Describing the attack of the Serbian security forces on the village of Vata in the Kacanik municipality, Sejdi Lami said that on 13 April 1999 shelling began from the nearby hills. This prompted the villagers to flee into the forest. When they briefly returned to the village they found the bodies of 11 men in different places. In fear for their lives, all the villagers headed towards Macedonia in next two days. Before he and his family crossed the border, some Serbian soldiers ordered them to give up all the money they had, Lami recounted. Lami returned to Kosovo in July 1999 and found his family house looted.

[IMAGE]4063[/IMAGE]The second witness today, Isa Raka, fled to Macedonia from Kosovo in late March 1999 when the army and the police attacked the part of Kacanik where he lived. On 27 March 1999, the witness claimed, he saw 20 to 30 policemen and two military officers taking up positions in the lime factory close to his house. Soon afterwards, there was random fire on the town; the witness’s pregnant wife was injured. The next day, Isa Raka and his wounded wife were in a large group of people that left from Kacanik for Macedonia. Raka’s wife was given aid by the people in the refugee column and later received medical treatment in the Skopje hospital, but she died of blood loss. Before her death, the doctors had to remove her unborn child who could not be saved.

Although he characterized Sejdi Lama’s evidence as ‘the most sincere of all prosecution witness up to now’ defense counsel Veljko Djurdjic insisted that Lami was not an eyewitness to the killing of 11 Albanians whose bodies were found in the village of Vata. As at two previous trials, the witness accepted this without demur. In the cross-examination of the second witness, the defense counsel likewise put it to Isa Raka that he hadn’t been an eyewitness to the wounding of his wife, and Raka agreed.

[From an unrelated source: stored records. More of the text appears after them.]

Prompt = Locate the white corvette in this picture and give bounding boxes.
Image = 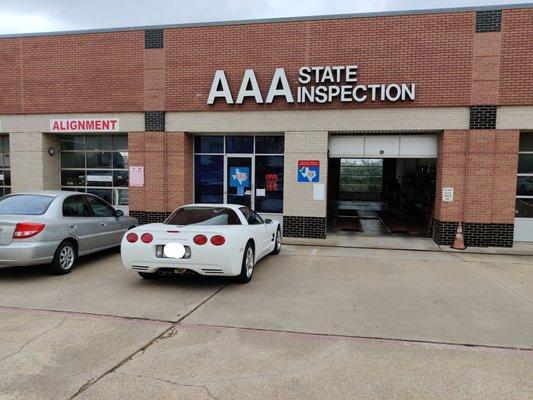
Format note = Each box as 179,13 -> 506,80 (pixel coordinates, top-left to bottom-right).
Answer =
120,204 -> 281,283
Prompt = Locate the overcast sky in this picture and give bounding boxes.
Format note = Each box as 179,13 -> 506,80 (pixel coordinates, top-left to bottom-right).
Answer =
0,0 -> 531,34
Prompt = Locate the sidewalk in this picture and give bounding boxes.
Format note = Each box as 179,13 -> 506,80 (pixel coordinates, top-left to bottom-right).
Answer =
283,233 -> 533,256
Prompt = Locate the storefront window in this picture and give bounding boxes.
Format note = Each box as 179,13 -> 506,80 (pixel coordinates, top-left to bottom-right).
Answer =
255,156 -> 283,213
0,135 -> 11,196
194,135 -> 285,213
59,135 -> 129,206
515,132 -> 533,218
339,158 -> 383,200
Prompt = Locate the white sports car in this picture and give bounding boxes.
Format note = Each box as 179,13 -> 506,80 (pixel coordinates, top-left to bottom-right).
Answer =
121,204 -> 281,283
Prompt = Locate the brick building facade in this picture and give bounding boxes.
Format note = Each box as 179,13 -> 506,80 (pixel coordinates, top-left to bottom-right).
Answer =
0,5 -> 533,246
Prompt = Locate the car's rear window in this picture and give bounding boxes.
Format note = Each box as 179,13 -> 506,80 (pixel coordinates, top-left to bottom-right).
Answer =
165,207 -> 241,225
0,194 -> 54,215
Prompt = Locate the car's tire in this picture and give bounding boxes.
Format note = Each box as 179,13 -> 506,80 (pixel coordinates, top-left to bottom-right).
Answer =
237,242 -> 255,283
137,272 -> 157,279
270,227 -> 282,254
50,240 -> 78,275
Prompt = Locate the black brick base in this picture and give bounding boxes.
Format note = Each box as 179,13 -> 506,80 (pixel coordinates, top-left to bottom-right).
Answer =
433,220 -> 514,247
130,211 -> 170,225
283,215 -> 326,239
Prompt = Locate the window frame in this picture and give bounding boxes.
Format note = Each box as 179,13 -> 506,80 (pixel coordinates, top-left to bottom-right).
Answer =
0,134 -> 12,197
59,136 -> 129,208
515,132 -> 533,220
192,132 -> 285,214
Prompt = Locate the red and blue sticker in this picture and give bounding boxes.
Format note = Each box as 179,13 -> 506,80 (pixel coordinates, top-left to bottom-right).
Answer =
296,160 -> 320,183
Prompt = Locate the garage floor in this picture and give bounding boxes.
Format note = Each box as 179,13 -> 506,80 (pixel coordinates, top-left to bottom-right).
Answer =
0,246 -> 533,400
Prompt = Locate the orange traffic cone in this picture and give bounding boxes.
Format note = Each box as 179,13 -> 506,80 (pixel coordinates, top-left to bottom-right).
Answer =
452,222 -> 466,250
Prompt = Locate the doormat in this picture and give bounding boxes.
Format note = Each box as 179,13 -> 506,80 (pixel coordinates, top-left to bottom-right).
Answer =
333,217 -> 363,232
377,211 -> 418,235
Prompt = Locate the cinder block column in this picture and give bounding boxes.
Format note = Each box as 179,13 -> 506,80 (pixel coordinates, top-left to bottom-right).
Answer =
434,129 -> 519,247
283,131 -> 329,238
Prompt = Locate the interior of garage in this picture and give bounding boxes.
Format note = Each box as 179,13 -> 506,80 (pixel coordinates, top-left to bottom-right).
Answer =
328,137 -> 437,237
328,158 -> 436,237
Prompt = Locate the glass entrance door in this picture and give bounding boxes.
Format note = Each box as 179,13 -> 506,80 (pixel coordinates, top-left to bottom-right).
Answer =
226,156 -> 254,207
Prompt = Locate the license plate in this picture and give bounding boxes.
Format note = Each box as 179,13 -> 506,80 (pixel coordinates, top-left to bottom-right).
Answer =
163,243 -> 185,259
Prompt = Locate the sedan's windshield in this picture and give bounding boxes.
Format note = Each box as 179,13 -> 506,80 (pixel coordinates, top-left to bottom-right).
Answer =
165,207 -> 241,225
0,194 -> 54,215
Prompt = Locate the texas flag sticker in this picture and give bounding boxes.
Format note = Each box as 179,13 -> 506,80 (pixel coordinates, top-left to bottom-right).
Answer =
296,160 -> 320,183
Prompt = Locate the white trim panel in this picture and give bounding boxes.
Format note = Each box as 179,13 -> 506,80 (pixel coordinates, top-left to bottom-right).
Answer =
166,107 -> 469,133
496,106 -> 533,129
514,218 -> 533,242
329,135 -> 437,158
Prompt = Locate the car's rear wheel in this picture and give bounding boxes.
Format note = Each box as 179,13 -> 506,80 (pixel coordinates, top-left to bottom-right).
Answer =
50,241 -> 78,275
237,242 -> 255,283
271,228 -> 281,254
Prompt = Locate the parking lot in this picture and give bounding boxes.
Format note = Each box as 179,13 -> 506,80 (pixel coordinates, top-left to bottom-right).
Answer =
0,246 -> 533,400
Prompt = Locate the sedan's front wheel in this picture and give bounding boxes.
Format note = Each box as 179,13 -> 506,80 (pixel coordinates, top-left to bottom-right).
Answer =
50,241 -> 78,275
237,243 -> 255,283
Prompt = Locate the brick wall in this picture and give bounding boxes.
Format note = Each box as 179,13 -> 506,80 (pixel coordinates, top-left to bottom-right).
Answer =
499,9 -> 533,105
165,13 -> 475,111
0,9 -> 533,114
0,31 -> 144,114
435,130 -> 519,246
128,132 -> 193,212
435,130 -> 519,224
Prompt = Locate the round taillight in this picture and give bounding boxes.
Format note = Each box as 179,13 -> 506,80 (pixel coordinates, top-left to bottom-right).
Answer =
192,235 -> 207,246
126,232 -> 139,243
141,233 -> 154,243
211,235 -> 226,246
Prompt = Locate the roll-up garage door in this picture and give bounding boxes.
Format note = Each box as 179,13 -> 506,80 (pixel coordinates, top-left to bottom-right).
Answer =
329,135 -> 437,158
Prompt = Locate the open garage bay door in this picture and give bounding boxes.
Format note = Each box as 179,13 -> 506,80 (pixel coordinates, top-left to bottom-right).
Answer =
329,135 -> 437,158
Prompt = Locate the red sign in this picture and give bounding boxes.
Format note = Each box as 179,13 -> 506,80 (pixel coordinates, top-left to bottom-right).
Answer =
50,118 -> 119,132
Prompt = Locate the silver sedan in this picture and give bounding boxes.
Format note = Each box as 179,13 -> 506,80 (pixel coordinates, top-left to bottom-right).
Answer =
0,191 -> 137,274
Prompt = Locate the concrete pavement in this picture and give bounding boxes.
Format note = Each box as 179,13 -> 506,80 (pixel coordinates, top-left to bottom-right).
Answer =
0,246 -> 533,400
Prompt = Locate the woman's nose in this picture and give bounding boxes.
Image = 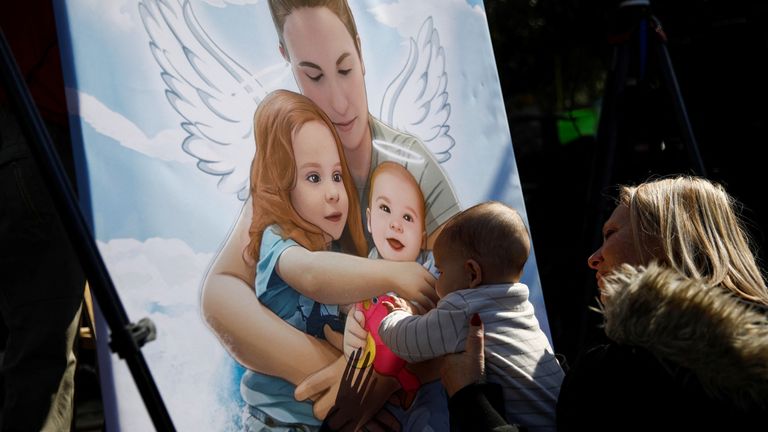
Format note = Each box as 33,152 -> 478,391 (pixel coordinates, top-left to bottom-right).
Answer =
587,247 -> 603,270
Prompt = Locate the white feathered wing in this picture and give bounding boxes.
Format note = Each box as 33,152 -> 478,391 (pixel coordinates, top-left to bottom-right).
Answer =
380,17 -> 455,163
139,0 -> 266,199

In its judgment in the case of the former Serbian president Milan Milutinovic and five other former Serbian officials, the Trial Chamber accepted the evidence of those two witnesses on the expulsion of Kosovo Albanians but dismissed what they said about the murders. In the case of the eleven men killed in the village of Vata, the Trial Chamber found there was no evidence on who was responsible for their deaths because the prosecution failed to call any eyewitnesses of the crime. The judges found Isa Raka’s evidence ‘detailed and credible’, but didn’t even take into consideration the killing of Isa Raka’s pregnant wife as it was not listed in the indictment.